Ranger? Or campground host armed with clipboard and golf cart?
LE personnel will be in uniform and pretty obvious - latter I've had run-ins with at both Lodore put-in and Split Mountain takeout. Curiously, when actual ranger(s) at the ramps, pretty reasonable discussions regarding concerns have always resulted in the ranger responding "I'll talk to him...."


----------



## David L (Feb 13, 2004)

Both a ranger and a cg host. The ranger spoke with us more about me being ahead of my group


----------



## restrac2000 (Mar 6, 2008)

The LEs at Split Mt were definitely more formal than the LE/Ranger at the launch on our Yampa trip last year.

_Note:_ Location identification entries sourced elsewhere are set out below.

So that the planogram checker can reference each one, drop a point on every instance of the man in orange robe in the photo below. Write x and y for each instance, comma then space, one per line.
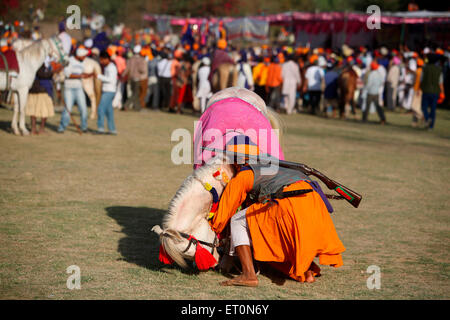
289, 233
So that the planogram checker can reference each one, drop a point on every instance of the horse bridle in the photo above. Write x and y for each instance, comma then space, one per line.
194, 241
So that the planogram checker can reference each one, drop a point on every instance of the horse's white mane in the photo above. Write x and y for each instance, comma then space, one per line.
33, 51
169, 237
199, 174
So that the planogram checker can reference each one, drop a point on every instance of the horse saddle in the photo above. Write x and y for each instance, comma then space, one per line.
8, 61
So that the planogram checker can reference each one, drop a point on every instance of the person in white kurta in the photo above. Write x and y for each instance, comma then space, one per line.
290, 73
204, 86
92, 86
245, 75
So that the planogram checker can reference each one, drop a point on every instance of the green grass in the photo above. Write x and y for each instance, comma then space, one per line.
91, 201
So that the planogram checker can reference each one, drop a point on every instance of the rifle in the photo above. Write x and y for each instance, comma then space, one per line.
280, 194
344, 193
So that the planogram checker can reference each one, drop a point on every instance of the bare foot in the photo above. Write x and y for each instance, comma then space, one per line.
309, 276
44, 132
241, 280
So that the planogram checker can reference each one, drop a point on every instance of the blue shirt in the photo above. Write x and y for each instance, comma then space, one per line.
331, 86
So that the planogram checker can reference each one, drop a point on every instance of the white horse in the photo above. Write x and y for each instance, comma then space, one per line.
30, 59
188, 212
20, 44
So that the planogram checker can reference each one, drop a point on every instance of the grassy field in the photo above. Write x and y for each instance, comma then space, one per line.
91, 200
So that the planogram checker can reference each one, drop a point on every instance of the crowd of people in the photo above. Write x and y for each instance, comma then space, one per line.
147, 72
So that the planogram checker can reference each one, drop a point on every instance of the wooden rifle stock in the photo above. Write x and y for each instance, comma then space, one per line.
348, 194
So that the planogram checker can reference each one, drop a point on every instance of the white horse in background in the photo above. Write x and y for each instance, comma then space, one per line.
30, 59
188, 212
20, 44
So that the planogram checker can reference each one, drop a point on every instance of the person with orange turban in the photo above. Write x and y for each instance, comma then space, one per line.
287, 233
222, 44
417, 95
432, 85
372, 88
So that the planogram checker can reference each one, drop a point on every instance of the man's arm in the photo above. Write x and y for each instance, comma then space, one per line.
232, 197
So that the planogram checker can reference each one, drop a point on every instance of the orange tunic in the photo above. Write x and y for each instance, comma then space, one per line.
290, 233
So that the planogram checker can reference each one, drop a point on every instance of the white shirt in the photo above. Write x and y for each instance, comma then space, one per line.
66, 42
314, 75
74, 67
164, 67
109, 79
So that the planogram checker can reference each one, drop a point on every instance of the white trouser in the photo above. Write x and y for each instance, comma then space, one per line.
240, 235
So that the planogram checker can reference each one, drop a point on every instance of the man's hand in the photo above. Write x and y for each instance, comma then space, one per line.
87, 75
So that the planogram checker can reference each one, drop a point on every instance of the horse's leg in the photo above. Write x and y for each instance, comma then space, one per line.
14, 121
23, 96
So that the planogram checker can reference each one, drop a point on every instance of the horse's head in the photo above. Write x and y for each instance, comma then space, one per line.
55, 50
186, 232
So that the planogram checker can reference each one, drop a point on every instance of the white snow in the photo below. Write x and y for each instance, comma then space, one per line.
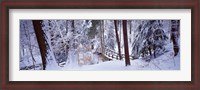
163, 62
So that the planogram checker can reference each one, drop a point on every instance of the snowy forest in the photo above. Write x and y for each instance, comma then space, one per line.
99, 44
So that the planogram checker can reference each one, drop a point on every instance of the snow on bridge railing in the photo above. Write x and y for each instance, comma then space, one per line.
112, 54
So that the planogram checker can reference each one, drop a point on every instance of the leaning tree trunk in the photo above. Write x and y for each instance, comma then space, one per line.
127, 60
41, 40
117, 38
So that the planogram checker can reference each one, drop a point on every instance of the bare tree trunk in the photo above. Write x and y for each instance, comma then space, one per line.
41, 40
174, 35
117, 37
29, 45
103, 37
127, 60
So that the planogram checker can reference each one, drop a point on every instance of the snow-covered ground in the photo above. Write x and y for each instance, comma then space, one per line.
163, 62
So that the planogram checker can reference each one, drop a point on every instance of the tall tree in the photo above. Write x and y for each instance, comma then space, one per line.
41, 40
174, 35
28, 36
117, 38
127, 60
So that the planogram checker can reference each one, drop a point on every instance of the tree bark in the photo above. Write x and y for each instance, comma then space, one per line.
117, 38
127, 60
174, 35
29, 45
41, 40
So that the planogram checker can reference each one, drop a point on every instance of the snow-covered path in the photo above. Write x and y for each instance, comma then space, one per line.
163, 62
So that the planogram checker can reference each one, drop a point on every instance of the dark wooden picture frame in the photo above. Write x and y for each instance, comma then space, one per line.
194, 84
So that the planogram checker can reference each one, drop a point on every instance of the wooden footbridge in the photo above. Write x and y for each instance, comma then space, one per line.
111, 54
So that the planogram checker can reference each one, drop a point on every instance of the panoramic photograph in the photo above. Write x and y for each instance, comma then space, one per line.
99, 45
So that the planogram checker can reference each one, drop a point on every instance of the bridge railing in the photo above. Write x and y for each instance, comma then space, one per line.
114, 55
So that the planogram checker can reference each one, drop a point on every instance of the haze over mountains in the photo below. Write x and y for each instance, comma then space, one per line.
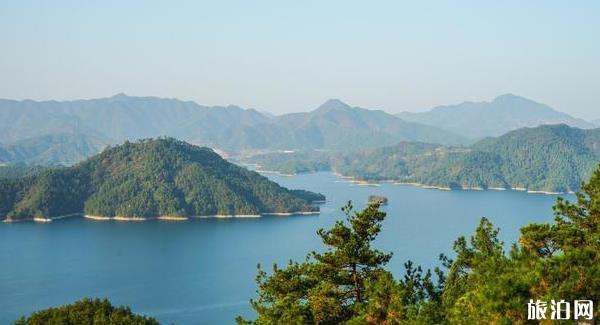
551, 158
65, 132
122, 117
481, 119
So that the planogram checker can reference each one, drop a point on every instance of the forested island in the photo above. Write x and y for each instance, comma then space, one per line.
549, 158
154, 178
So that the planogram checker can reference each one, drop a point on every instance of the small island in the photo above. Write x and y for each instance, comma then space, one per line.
164, 179
377, 199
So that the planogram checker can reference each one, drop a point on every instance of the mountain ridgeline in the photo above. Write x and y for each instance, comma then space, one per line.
147, 179
333, 125
505, 113
550, 158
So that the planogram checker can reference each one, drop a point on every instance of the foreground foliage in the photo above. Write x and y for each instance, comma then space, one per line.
482, 285
84, 312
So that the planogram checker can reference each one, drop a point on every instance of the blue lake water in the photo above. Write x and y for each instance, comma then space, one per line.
202, 271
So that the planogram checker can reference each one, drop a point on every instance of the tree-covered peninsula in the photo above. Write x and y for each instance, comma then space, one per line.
147, 179
550, 158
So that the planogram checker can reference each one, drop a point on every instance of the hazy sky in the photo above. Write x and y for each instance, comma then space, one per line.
283, 56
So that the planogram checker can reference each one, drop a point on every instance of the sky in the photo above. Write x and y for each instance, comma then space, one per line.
289, 56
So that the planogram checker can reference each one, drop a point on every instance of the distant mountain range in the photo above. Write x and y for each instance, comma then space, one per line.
334, 125
161, 178
481, 119
551, 158
65, 132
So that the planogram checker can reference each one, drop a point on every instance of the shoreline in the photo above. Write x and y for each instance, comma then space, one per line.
354, 180
161, 218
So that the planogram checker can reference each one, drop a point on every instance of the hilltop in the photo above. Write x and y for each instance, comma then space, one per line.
504, 113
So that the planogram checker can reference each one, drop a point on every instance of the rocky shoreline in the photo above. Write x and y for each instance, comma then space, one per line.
161, 218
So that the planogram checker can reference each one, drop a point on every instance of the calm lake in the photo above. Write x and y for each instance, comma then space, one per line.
202, 271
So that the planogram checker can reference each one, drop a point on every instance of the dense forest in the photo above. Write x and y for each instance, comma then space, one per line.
554, 158
481, 284
149, 178
86, 311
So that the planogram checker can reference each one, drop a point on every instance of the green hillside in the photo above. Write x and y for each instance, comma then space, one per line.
149, 178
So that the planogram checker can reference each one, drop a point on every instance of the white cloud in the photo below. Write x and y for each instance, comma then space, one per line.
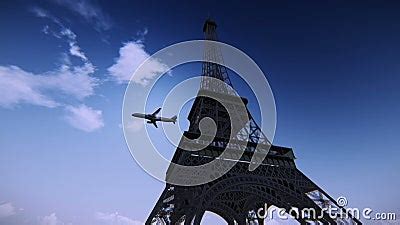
131, 56
84, 118
51, 219
19, 86
133, 125
90, 11
116, 219
6, 210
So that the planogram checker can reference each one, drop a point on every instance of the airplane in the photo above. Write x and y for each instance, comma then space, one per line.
152, 118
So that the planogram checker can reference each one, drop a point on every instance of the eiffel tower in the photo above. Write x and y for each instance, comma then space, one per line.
238, 194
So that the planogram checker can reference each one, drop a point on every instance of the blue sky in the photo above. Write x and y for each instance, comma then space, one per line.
64, 66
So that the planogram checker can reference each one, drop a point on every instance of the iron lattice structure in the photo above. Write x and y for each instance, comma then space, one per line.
239, 193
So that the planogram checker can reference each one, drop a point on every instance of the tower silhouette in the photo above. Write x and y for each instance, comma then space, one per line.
237, 194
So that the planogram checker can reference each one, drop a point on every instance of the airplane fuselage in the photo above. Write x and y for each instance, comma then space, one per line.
153, 118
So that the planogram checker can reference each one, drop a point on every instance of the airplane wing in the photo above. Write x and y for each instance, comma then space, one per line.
156, 112
153, 122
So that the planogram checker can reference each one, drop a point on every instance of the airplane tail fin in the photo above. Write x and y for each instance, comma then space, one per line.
174, 119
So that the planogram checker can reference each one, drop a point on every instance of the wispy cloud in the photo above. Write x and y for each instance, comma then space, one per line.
7, 209
116, 219
50, 88
20, 86
90, 11
51, 219
84, 118
131, 56
133, 125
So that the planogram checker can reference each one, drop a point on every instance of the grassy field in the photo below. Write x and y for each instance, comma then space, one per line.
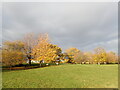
63, 76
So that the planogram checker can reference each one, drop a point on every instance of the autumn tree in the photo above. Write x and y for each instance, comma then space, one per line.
12, 53
112, 57
100, 55
72, 53
44, 50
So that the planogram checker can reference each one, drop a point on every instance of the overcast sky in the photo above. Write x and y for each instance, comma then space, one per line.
81, 25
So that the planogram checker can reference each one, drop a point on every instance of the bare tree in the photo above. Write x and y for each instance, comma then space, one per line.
29, 42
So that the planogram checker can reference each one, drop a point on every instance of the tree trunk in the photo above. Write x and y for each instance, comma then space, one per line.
29, 62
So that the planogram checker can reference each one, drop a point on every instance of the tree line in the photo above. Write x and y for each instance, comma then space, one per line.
39, 48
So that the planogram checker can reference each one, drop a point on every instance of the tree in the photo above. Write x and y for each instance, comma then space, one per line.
72, 53
112, 57
44, 50
100, 55
12, 53
29, 42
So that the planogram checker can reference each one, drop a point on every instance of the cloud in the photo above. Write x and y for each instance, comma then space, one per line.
81, 25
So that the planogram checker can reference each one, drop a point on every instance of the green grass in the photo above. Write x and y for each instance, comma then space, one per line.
63, 76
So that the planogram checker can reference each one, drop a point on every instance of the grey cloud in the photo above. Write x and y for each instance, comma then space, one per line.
81, 25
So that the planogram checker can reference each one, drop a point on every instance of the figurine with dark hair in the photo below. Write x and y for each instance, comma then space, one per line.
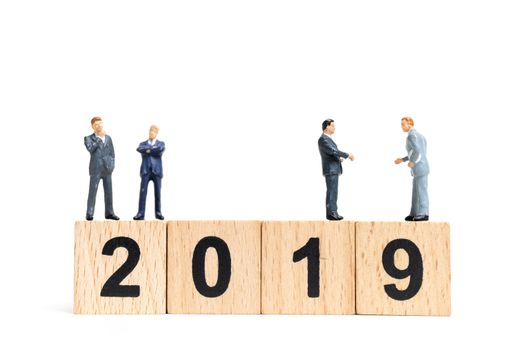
331, 158
101, 165
150, 170
417, 162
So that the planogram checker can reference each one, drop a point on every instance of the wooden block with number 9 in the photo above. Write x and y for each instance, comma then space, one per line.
308, 267
120, 267
403, 268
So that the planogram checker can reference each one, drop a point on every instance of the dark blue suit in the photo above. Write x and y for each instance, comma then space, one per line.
332, 168
101, 165
150, 170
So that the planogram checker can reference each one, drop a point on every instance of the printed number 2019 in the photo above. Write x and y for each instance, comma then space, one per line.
310, 251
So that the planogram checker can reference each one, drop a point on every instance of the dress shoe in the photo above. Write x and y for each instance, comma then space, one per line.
334, 217
420, 218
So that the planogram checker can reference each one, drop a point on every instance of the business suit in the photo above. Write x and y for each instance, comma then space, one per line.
332, 168
150, 170
416, 146
101, 166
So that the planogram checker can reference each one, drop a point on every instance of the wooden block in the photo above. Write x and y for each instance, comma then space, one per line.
403, 268
322, 278
214, 267
120, 267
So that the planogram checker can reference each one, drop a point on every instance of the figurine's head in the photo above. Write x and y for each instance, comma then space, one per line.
407, 123
153, 131
97, 125
329, 126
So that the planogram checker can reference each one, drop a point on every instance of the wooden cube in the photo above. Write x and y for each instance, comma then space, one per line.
120, 267
214, 267
403, 268
308, 267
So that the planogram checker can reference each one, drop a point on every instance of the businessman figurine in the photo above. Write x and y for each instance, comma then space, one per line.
150, 170
101, 166
331, 158
417, 162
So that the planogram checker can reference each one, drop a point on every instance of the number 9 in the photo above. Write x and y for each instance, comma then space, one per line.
414, 269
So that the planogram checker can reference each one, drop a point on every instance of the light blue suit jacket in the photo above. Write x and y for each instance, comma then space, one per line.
417, 153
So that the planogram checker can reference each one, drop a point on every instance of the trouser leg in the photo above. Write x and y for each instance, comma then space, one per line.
420, 194
332, 183
108, 194
143, 193
157, 181
92, 196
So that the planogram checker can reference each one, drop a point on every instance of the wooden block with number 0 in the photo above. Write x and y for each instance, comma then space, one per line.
214, 267
120, 267
403, 268
308, 267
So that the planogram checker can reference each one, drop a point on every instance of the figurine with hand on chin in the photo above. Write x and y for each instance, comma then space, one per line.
331, 158
416, 147
101, 166
150, 170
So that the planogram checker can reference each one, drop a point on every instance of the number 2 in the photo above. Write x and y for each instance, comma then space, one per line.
112, 287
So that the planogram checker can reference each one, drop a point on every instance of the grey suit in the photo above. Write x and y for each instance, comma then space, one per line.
330, 157
101, 166
417, 153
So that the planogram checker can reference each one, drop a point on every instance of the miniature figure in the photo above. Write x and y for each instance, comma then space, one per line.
331, 158
101, 165
150, 170
417, 162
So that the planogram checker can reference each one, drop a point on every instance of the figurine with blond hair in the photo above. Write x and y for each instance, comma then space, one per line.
416, 147
101, 166
150, 170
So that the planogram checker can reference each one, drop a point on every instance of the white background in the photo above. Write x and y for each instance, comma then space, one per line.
240, 89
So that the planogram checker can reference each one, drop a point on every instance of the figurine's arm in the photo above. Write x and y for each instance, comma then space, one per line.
111, 149
158, 149
91, 143
143, 148
332, 151
415, 154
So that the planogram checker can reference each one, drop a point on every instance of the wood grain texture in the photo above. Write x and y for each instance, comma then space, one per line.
92, 268
433, 241
284, 283
243, 293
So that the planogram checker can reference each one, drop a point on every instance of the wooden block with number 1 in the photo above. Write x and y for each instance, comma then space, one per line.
308, 267
403, 268
120, 267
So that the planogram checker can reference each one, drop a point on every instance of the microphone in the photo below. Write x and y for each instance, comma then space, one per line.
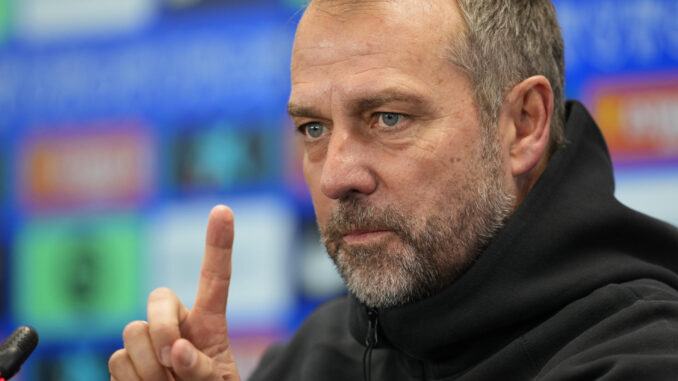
15, 350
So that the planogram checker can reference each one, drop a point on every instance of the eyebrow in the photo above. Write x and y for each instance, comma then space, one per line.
360, 104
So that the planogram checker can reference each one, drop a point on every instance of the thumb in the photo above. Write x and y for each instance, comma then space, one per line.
190, 364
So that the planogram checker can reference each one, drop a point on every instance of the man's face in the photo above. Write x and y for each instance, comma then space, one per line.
405, 185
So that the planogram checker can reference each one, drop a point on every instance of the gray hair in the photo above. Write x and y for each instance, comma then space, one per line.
505, 42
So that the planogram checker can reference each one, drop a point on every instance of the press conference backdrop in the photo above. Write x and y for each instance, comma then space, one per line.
122, 122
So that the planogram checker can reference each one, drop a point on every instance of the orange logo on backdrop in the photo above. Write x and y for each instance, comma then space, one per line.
639, 118
80, 169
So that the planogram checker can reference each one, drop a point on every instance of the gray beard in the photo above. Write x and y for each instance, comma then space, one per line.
422, 256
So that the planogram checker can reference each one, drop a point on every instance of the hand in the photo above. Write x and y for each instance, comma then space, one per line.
181, 345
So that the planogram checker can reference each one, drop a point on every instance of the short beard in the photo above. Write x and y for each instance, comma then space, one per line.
430, 253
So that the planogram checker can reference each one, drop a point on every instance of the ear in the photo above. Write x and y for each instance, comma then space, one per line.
526, 115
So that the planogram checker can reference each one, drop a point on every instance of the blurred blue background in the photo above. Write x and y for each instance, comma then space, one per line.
122, 122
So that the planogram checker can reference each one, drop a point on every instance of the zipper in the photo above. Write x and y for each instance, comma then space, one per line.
370, 342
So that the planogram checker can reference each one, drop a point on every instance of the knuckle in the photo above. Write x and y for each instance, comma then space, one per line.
116, 360
134, 329
160, 293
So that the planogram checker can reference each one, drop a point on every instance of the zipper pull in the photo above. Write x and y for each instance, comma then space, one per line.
372, 336
370, 341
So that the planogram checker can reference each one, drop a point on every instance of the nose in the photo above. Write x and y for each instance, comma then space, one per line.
348, 166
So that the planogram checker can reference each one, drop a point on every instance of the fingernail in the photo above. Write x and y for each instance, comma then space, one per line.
165, 356
188, 356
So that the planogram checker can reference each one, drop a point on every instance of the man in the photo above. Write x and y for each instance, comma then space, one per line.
468, 209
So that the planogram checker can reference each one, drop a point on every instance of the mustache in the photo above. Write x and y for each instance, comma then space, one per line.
358, 214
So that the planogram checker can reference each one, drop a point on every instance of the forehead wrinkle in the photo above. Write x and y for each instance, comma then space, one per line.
368, 102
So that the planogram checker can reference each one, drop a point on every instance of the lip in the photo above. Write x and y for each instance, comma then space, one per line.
363, 236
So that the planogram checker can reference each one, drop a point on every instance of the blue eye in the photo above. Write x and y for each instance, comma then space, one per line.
389, 119
313, 129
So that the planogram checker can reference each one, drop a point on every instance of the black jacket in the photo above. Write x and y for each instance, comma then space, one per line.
575, 287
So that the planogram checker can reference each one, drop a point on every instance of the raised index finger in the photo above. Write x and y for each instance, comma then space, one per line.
215, 275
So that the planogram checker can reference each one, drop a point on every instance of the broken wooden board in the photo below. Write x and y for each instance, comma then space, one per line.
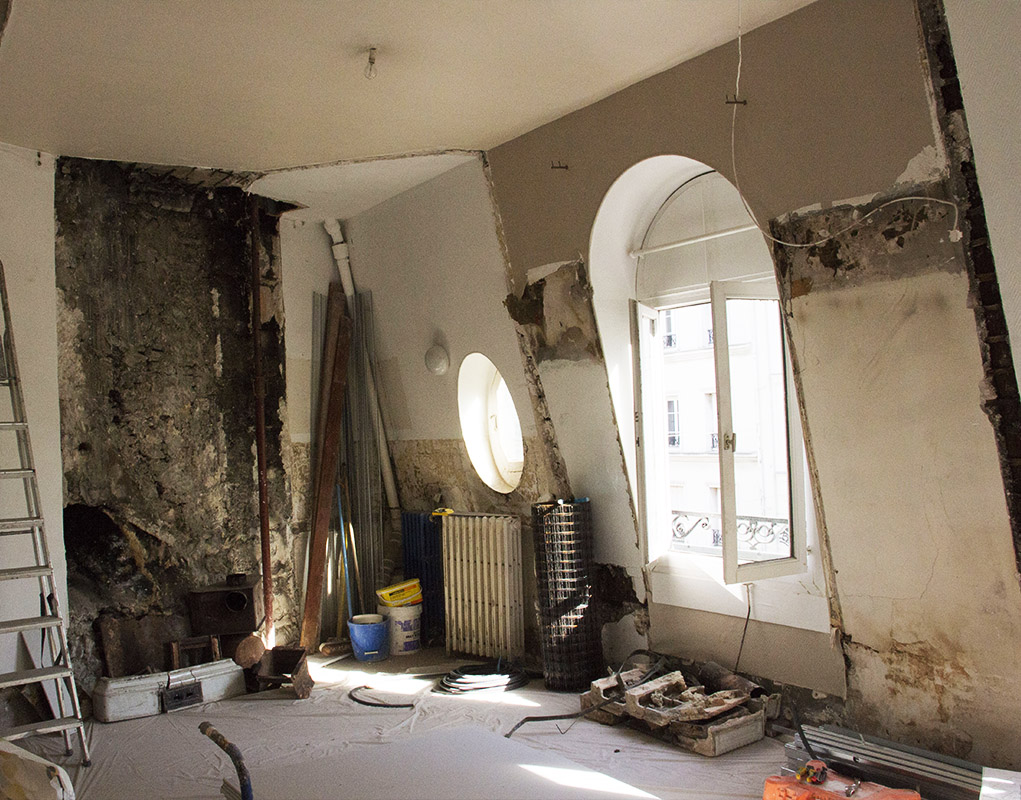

I have never heard a ranger or LE justify the proximity rule for safety reasons but for shared resource issues instead, ie preventing one person running ahead to snag campsite while others hike, etc. Clearly there are obvious safety benefits though. I have also heard of it being enforced to prevent tension between parties because it reduces the hassle of "playing through" which can be horrible when a group is strung out over a long distance. 

Seems unnecessary for an LE to do anything beyond educate at a ramp if others parties aren't needing to use it. We saw them mostly interact with commercial groups when we were down there.


----------



## wyosam (May 31, 2006)

Not really on topic, but we managed to not see a ranger (or a campground host for that matter) at either end on our Yampa trip in early June. The takeout ramp Nazis at split had me a little worried- we took up quite a few lanes. We also knew that no one was coming in behind us for a while. We left Jones really early, and had some REALLY big winds come up while we were running split. Nobody caught in those winds in Rainbow park would be taking out any time soon.


----------



## basinrafter (May 12, 2009)

We also heard that the ranger at Split Mountain was busting people floating in with open beers, so you might want to watch that as well.


----------



## ptwood (May 4, 2004)

The Ranger also gave us a hard time about splitting up, but was reasonable when we explained part of the group stopped in the shade just up stream and all our boats didn't fit in the eddy. I would be really careful about rolling in with an open beer and then going to get your vehicle.


----------